Ella se pone de pie y me mira.
–Cuidado con esa lengua –me dice.
–Y tú, cuidado con esa cochina lengua.
–No me hables de ese modo. Soy tu madre.
–Te hablaré como me dé la puñetera gana.
–Tienes una boca como la de un recadero.
–¿Ah, sí?, ¿ah, sí? Bueno, pues prefiero ser un recadero a parecerme a Laman Griffin, ese borracho lleno de mocos en su altillo, donde espera a que suban otros con él.
Ella se aparta de mí y yo la sigo al piso de arriba, hasta la habitación pequeña. Se vuelve y me dice:
–Déjame en paz, déjame en paz.
Y yo sigo gritándole: “Laman Griffin, Laman Griffin”, hasta que ella me empuja.
–Sal de esta habitación.
Y yo le doy una bofetada en la mejilla y se le saltan las lágrimas y ella dice, lloriqueando:
–No te voy a dar la oportunidad de que vuelvas a hacer esto.
Y me aparto de ella porque ya tengo otro pecado en mi larga lista y estoy avergonzado de mí mismo.
El globo de los remordimientos se ha colmado y está a punto de explotar. Pero todavía no hay arrepentimiento.
Me desplomo en mi cama con ropa y todo y me despierto en plena noche vomitando en la almohada, mis hermanos se quejan de la peste, me dicen que lo limpie, que soy una deshonra. Oigo llorar a mi madre y quiero decirle que lo siento, pero por qué iba a hacerlo después de lo que hizo ella con Laman Griffin. A la mañana siguiente mis hermanos pequeños se han ido a la escuela, Malachy ha salido a buscar trabajo, mamá está tomando té junto al fuego. Dejo mi sueldo en la mesa al alcance de su mano y me vuelvo para marcharme.

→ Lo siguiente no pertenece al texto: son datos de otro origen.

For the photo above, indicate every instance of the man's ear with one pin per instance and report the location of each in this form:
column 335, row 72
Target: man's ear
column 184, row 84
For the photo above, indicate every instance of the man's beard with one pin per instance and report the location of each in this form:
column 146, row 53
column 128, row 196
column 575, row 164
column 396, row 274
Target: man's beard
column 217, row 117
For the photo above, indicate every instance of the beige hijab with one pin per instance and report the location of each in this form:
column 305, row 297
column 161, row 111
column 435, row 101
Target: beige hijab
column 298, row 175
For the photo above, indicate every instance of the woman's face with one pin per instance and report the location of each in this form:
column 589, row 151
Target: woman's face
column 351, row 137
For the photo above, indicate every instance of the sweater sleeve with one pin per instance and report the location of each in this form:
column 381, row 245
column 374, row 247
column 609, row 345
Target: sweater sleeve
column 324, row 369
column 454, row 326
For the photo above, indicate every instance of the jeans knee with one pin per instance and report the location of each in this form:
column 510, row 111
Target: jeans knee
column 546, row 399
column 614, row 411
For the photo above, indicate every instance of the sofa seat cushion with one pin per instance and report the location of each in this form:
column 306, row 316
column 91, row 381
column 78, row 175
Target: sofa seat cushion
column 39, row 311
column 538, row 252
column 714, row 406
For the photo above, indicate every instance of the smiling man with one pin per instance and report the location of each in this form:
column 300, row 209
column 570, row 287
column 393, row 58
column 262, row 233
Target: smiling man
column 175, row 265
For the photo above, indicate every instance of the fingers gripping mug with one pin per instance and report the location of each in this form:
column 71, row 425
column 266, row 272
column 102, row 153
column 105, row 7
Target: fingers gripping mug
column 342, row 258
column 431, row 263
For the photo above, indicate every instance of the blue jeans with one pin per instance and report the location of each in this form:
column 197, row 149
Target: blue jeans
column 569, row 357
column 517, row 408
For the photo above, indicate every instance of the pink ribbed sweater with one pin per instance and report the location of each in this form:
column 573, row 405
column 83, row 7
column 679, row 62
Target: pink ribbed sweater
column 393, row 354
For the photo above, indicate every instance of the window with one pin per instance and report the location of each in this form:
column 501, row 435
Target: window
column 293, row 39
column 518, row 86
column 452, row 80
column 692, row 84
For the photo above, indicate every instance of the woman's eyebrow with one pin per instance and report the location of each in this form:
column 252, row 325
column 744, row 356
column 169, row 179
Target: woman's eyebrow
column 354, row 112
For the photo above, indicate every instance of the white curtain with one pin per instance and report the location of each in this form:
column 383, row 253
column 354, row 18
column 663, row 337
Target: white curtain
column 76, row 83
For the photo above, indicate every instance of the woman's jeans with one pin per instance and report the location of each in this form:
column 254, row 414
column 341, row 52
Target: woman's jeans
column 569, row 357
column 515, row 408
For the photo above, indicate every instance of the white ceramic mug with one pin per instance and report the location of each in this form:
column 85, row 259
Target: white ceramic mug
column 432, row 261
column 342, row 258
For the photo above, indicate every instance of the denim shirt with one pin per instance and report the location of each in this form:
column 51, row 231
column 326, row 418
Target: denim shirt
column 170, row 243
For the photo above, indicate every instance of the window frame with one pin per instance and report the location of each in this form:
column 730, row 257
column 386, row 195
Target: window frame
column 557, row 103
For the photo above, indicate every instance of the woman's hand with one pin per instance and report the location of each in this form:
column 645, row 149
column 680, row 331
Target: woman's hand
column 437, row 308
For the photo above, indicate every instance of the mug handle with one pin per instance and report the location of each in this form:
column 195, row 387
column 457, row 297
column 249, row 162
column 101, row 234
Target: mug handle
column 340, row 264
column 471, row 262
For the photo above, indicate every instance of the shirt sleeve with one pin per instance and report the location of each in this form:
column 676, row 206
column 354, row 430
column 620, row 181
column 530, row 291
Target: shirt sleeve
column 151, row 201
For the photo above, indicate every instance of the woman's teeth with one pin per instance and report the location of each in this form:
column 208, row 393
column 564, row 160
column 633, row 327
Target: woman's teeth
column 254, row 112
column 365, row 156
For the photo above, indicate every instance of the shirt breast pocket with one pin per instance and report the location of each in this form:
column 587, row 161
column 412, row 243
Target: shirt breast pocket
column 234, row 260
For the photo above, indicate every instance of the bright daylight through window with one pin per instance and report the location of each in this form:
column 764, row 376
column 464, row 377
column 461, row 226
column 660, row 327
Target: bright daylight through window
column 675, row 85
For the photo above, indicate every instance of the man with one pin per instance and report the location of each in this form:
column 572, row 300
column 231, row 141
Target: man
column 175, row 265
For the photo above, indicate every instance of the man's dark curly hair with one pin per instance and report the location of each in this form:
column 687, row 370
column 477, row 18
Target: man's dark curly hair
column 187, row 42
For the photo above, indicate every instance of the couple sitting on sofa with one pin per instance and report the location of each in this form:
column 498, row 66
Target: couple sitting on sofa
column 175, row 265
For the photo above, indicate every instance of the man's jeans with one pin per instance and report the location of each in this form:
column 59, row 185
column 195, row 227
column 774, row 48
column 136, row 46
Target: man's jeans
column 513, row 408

–¿Quieres una taza de té? –dice ella.
–No.
–Es tu cumpleaños.
–Me da igual.
Me grita por el callejón:
–Deberías llevar algo en el estómago.
Pero yo le vuelvo la espalda y doblo la esquina sin responder. Todavía tengo ganas de decirle que lo siento, pero si se lo digo tendré ganas de decirle que ella tiene toda la culpa, que no debería haberse subido al altillo aquella noche, y en todo caso todo me importa menos que un pedo de violinisa, porque [...] estoy ahorrando para marcharme a América.